Она была у меня на даче ровно за неделю до сегодняшнего страшного дня. Стремительная походка. Жесткая, четкая речь. Едва сдерживаемая ярость почти выплескивалась из ее сверкающих зеленых глаз. Немного потяжелевшее с годами лицо было почти не тронуто макияжем. На губах неяркая помада, на пальцах, в ушах и на шее ни единого украшения. Она выглядела моложе своих лет, и только шея-предательница рассказала о ее годах.
- Я не хотела с вами знакомиться, но пришлось. Я прошу вас, не спаивать моего мужа! И не давайте ему курить. Без вас он бы давно бросил эту дурную привычку.
Я пожал плечами:
- Чаю? Кофе?
- Нет, спасибо. Пожалуйста, помните о моих словах!
 Сталь потерянной власти едва слышно скрежетнула в ее голосе. Женщина резко повернулась и пошла прочь…

Ноги ее не держали. И это не было игрой.
Мне показалось, что она все глубже и глубже, нет, не рассудком, пока не рассудком, а чем-то внутренним начинает сознавать, что осталась одна. Одна в этом огромном, холодном мире. И рядом больше нет Витька. Пьющего, курящего… Того десятиклассника, которого много лет назад она защищала своим телом… Все… Она осталась одна. Дальше страх и ужас одиночества посреди большого города. С ней осталось только одно – ее любовь. Она любила и любит Витька. И, чтобы ни было между ними дурного - все было наносной мелочью. Я видел глубину ее горя и с ужасом понимал, что эта любовь, жалея ее, как пуля, уже летит и в ее сердце…

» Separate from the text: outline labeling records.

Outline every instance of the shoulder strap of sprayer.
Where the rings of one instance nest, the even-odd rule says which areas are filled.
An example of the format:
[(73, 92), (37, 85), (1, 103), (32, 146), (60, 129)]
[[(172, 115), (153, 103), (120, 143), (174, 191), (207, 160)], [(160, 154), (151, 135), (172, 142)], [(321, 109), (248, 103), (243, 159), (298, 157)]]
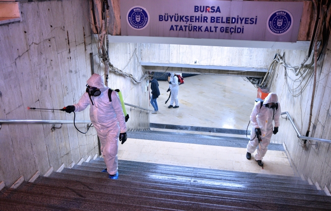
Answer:
[[(119, 89), (117, 89), (119, 91)], [(109, 102), (112, 102), (112, 93), (113, 92), (113, 89), (109, 88), (108, 89), (108, 98), (109, 98)]]
[[(261, 108), (262, 108), (262, 106), (263, 106), (263, 101), (263, 101), (263, 100), (260, 101), (260, 109), (261, 109)], [(278, 109), (278, 103), (276, 103), (276, 107), (275, 107), (275, 108), (276, 109), (276, 110), (277, 110)], [(272, 116), (272, 119), (273, 119), (274, 117), (274, 108), (273, 109), (273, 115)]]
[[(112, 102), (112, 93), (113, 92), (113, 89), (109, 88), (108, 90), (108, 98), (109, 98), (109, 102)], [(126, 112), (126, 109), (125, 109), (125, 104), (124, 104), (124, 101), (123, 99), (123, 96), (122, 96), (122, 93), (120, 89), (116, 89), (114, 91), (118, 93), (119, 97), (120, 97), (120, 101), (121, 101), (121, 104), (122, 105), (122, 109), (123, 109), (123, 113), (124, 113), (124, 116), (125, 117), (125, 122), (127, 122), (129, 119), (129, 114)]]

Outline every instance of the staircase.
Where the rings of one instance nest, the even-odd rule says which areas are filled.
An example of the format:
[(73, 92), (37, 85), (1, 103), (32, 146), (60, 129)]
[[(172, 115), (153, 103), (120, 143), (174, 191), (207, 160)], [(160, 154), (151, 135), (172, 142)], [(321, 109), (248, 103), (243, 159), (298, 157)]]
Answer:
[(0, 210), (330, 210), (330, 198), (297, 177), (101, 158), (0, 192)]

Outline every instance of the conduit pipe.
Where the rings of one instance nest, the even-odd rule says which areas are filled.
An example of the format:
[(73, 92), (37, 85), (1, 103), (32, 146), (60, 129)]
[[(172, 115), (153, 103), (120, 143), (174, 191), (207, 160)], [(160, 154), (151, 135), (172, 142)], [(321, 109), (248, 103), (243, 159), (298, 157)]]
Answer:
[(302, 69), (304, 67), (304, 65), (305, 65), (305, 63), (308, 60), (308, 58), (310, 57), (310, 55), (312, 53), (312, 50), (313, 48), (313, 45), (315, 43), (315, 40), (316, 38), (316, 35), (317, 34), (317, 26), (318, 25), (318, 23), (319, 22), (319, 15), (320, 15), (320, 11), (317, 8), (317, 4), (316, 3), (316, 0), (313, 0), (313, 3), (314, 4), (314, 13), (315, 14), (315, 24), (314, 24), (314, 29), (313, 31), (313, 33), (312, 33), (312, 36), (310, 38), (310, 44), (309, 45), (309, 49), (308, 50), (308, 55), (305, 58), (305, 59), (304, 60), (304, 62), (301, 64), (301, 65), (300, 66), (300, 67), (298, 69), (298, 70), (295, 72), (295, 75), (298, 76), (299, 75), (299, 73), (300, 72), (300, 71), (301, 69)]

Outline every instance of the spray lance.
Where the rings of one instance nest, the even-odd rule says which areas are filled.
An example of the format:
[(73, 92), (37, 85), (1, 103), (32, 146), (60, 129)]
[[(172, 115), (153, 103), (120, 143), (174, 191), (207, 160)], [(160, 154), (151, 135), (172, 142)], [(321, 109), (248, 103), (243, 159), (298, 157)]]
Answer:
[[(54, 108), (31, 108), (31, 107), (27, 107), (27, 110), (52, 110), (52, 111), (65, 111), (66, 110), (68, 109), (68, 108), (67, 108), (67, 107), (64, 107), (63, 108), (62, 108), (62, 109), (54, 109)], [(76, 127), (76, 124), (75, 124), (75, 119), (76, 118), (76, 114), (75, 113), (75, 112), (74, 112), (73, 110), (72, 110), (72, 111), (73, 112), (73, 114), (74, 114), (74, 117), (73, 117), (73, 125), (74, 125), (74, 126), (75, 126), (75, 128), (76, 128), (76, 129), (77, 131), (78, 131), (79, 132), (80, 132), (80, 133), (82, 133), (82, 134), (86, 134), (88, 132), (88, 131), (89, 131), (89, 129), (90, 129), (90, 128), (91, 127), (91, 126), (92, 125), (92, 124), (91, 124), (91, 125), (90, 125), (89, 126), (89, 127), (88, 128), (88, 129), (87, 129), (87, 130), (86, 131), (86, 132), (85, 133), (84, 133), (84, 132), (80, 131), (80, 130), (79, 130), (78, 129), (78, 128), (77, 128), (77, 127)], [(71, 112), (69, 112), (69, 113), (71, 113)]]

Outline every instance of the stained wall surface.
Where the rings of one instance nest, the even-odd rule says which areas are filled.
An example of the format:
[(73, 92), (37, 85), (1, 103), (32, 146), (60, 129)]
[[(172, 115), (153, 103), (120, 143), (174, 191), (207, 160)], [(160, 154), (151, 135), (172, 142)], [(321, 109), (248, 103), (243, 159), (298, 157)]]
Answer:
[[(306, 51), (281, 51), (285, 53), (286, 63), (289, 66), (299, 66), (308, 54)], [(307, 64), (310, 63), (314, 52)], [(317, 63), (316, 90), (313, 102), (311, 126), (309, 136), (331, 140), (331, 41)], [(296, 68), (297, 69), (297, 68)], [(294, 71), (278, 66), (270, 91), (279, 95), (282, 111), (288, 111), (302, 136), (308, 129), (314, 82), (314, 65), (300, 71)], [(286, 116), (283, 115), (285, 117)], [(302, 178), (323, 190), (331, 188), (331, 148), (329, 144), (318, 143), (318, 146), (307, 142), (307, 150), (302, 147), (290, 121), (281, 120), (279, 133), (276, 139), (284, 142), (288, 150), (293, 167)], [(313, 144), (316, 142), (312, 141)]]
[[(72, 120), (72, 113), (31, 110), (27, 107), (60, 109), (77, 103), (86, 91), (92, 70), (103, 74), (95, 37), (91, 34), (89, 2), (26, 1), (20, 5), (23, 21), (0, 26), (0, 119)], [(117, 48), (117, 53), (112, 49), (112, 59), (115, 58), (112, 62), (123, 68), (134, 49), (134, 45)], [(125, 70), (140, 77), (143, 70), (136, 74), (132, 65), (128, 64)], [(111, 76), (109, 86), (121, 89), (126, 101), (140, 106), (147, 104), (147, 98), (137, 97), (143, 93), (148, 98), (146, 80), (141, 86), (123, 76), (114, 73)], [(89, 120), (88, 108), (77, 113), (76, 119)], [(146, 112), (127, 109), (129, 129), (148, 128)], [(57, 170), (63, 164), (66, 167), (72, 162), (77, 163), (82, 158), (85, 160), (98, 154), (93, 128), (82, 134), (72, 124), (64, 124), (53, 132), (51, 126), (2, 125), (0, 182), (9, 187), (21, 175), (29, 180), (37, 171), (43, 175), (51, 167)], [(85, 125), (77, 126), (86, 130)]]

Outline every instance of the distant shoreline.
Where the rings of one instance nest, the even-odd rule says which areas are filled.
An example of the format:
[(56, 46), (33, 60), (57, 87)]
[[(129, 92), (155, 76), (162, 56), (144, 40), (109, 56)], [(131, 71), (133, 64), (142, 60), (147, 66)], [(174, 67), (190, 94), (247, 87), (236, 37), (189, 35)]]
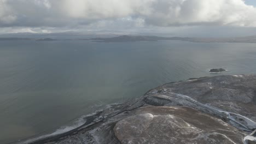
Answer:
[(235, 37), (228, 38), (203, 38), (193, 37), (164, 37), (152, 35), (123, 35), (108, 38), (94, 38), (89, 39), (53, 39), (49, 38), (34, 39), (28, 38), (0, 38), (0, 41), (35, 40), (57, 41), (57, 40), (91, 40), (96, 43), (122, 43), (135, 41), (158, 41), (160, 40), (180, 40), (192, 43), (256, 43), (256, 36)]

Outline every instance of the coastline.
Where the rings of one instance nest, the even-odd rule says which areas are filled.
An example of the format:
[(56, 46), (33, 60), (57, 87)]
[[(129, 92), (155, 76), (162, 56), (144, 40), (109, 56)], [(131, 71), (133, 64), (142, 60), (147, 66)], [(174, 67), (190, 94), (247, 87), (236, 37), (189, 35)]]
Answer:
[[(230, 111), (234, 107), (225, 107), (225, 105), (230, 105), (232, 103), (231, 105), (234, 106), (237, 105), (245, 106), (243, 103), (251, 103), (252, 105), (256, 106), (255, 103), (253, 103), (254, 98), (253, 98), (251, 101), (248, 98), (248, 99), (246, 98), (245, 100), (243, 100), (239, 95), (236, 95), (237, 97), (235, 97), (235, 98), (229, 98), (229, 101), (230, 102), (228, 102), (225, 98), (223, 98), (223, 96), (229, 96), (230, 94), (234, 95), (234, 91), (240, 91), (240, 92), (244, 92), (243, 96), (249, 95), (248, 97), (251, 96), (252, 91), (249, 91), (248, 93), (246, 92), (248, 91), (248, 89), (255, 88), (253, 87), (255, 87), (254, 86), (256, 85), (254, 85), (253, 84), (256, 83), (256, 76), (253, 75), (239, 75), (238, 76), (216, 76), (190, 79), (184, 81), (167, 83), (149, 90), (144, 95), (138, 98), (122, 104), (113, 105), (106, 110), (96, 112), (94, 115), (86, 117), (86, 122), (85, 123), (68, 132), (42, 139), (36, 140), (34, 139), (34, 141), (33, 139), (25, 140), (13, 143), (52, 143), (53, 142), (54, 143), (68, 143), (67, 142), (69, 141), (71, 141), (74, 143), (82, 143), (81, 141), (79, 140), (74, 141), (74, 140), (78, 138), (83, 139), (82, 141), (86, 142), (86, 143), (95, 143), (94, 142), (101, 143), (99, 143), (101, 141), (106, 142), (102, 143), (108, 143), (109, 142), (113, 142), (113, 141), (117, 142), (116, 143), (126, 143), (120, 140), (120, 136), (118, 137), (118, 135), (117, 134), (117, 130), (114, 129), (115, 127), (117, 127), (117, 123), (123, 121), (122, 119), (125, 119), (130, 117), (132, 117), (132, 116), (135, 116), (135, 115), (136, 116), (136, 114), (138, 114), (137, 111), (139, 111), (141, 109), (156, 109), (161, 110), (166, 106), (170, 107), (169, 108), (177, 107), (175, 109), (177, 109), (178, 110), (179, 110), (179, 108), (182, 108), (184, 106), (190, 107), (193, 110), (198, 111), (199, 112), (207, 115), (212, 118), (216, 119), (217, 121), (221, 121), (221, 123), (224, 122), (225, 124), (228, 125), (226, 126), (228, 129), (232, 128), (231, 133), (239, 133), (238, 135), (240, 136), (237, 136), (243, 137), (243, 139), (240, 140), (241, 143), (247, 143), (245, 142), (248, 141), (248, 140), (245, 140), (244, 139), (248, 137), (248, 136), (253, 133), (254, 129), (256, 128), (256, 123), (255, 123), (256, 116), (250, 116), (249, 117), (242, 116), (247, 116), (246, 113), (244, 113), (244, 112), (242, 111), (243, 109), (248, 109), (250, 108), (249, 107), (245, 106), (241, 109), (237, 109), (235, 111), (238, 112), (235, 113), (233, 111)], [(251, 81), (246, 81), (249, 79)], [(241, 83), (236, 83), (238, 82), (241, 82)], [(218, 85), (220, 85), (219, 87), (217, 87)], [(237, 87), (237, 88), (240, 88), (237, 89), (236, 88), (236, 85), (243, 86), (243, 87)], [(230, 88), (232, 87), (234, 87), (234, 88)], [(226, 88), (225, 87), (229, 87), (230, 91), (227, 91), (227, 89), (225, 89)], [(236, 89), (235, 89), (235, 88)], [(256, 88), (255, 89), (256, 89)], [(221, 92), (220, 92), (220, 89)], [(219, 95), (221, 93), (225, 94), (225, 95)], [(209, 100), (208, 98), (202, 99), (201, 97), (199, 97), (201, 95), (210, 98), (211, 100)], [(215, 97), (213, 98), (211, 97)], [(216, 100), (216, 98), (218, 98), (219, 101)], [(230, 99), (230, 98), (233, 98), (233, 99)], [(242, 98), (245, 99), (245, 98)], [(219, 101), (220, 100), (222, 101)], [(239, 103), (237, 103), (237, 101)], [(222, 105), (222, 106), (218, 107), (218, 105)], [(150, 106), (156, 106), (157, 108)], [(252, 107), (252, 109), (254, 107)], [(251, 110), (253, 111), (253, 109)], [(228, 111), (229, 112), (228, 112)], [(251, 123), (248, 122), (250, 121), (251, 121)], [(106, 128), (105, 126), (108, 124), (109, 125)], [(100, 133), (99, 135), (99, 132), (96, 131), (95, 129), (98, 129), (102, 127), (103, 128), (101, 128), (101, 129), (103, 129), (103, 131), (108, 131), (111, 134), (106, 135), (105, 133)], [(81, 136), (83, 136), (84, 137), (82, 138)], [(74, 137), (75, 139), (74, 139)], [(236, 139), (235, 140), (234, 139), (235, 138), (230, 138), (230, 140), (237, 141)]]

Пастор осторожно ткнул лопату в небольшую горку земли и стряхнул ее в могилу.
Дочь подвела мать, и у меня в груди заворочалось что-то колкое. Женщина слепо посмотрела вокруг. Ее колени подогнулись, дочь не удержала, и вдова упала на колени. Тонкий вой снова рванул призрачную пелену дождя. Пастор помог женщине подняться и,   что-то прошептав на ухо, кивнул в сторону. Она покорно двинулась вслед священнику. На черном подоле ее платья темнели пятна крови. Я вздрогнул и не сразу понял, что это красная глина…
 Дождь лизнул ледяным языком мои щеки, и я был ему благодарен. Мокрая глина впилась в ладонь, я стряхнул ее, и комок гулко ударил в глубину земли. Уже отойдя в конец аллеи, я оглянулся. Два рабочих равнодушно забрасывали черный провал в земле.

Бесстыдно обнаженные осенью ветви деревьев упрямо тянулись к небу. Серая пелена стекала мелкой дрожью меж лопаток. Я прошел на веранду дачи, на которой мы с ним сиживали, и затеплил огонек свечи. Поставил на стол две рюмки, откупорил бутылку водки. Сначала я налил Витьку, потом ломтем его любимого, крестьянского хлеба, прикрыл его стопку. Достал сигареты. Вдруг что-то толкнуло меня в грудь. Я оглянулся и увидел кипу прочитанных газет. Сверху лежали «Известия». Я отложил их в сторону и взял в руки местную земельную газету. Оторвал от страницы добрую четверть, свернул из нее самую замысловатую козью ножку, на которую только был способен. Затем я выкрошил в нее с полпачки сигарет и, закрутив, положил рядом с рюмкой.
Мы долго сидели вдвоем, но пил и курил я один.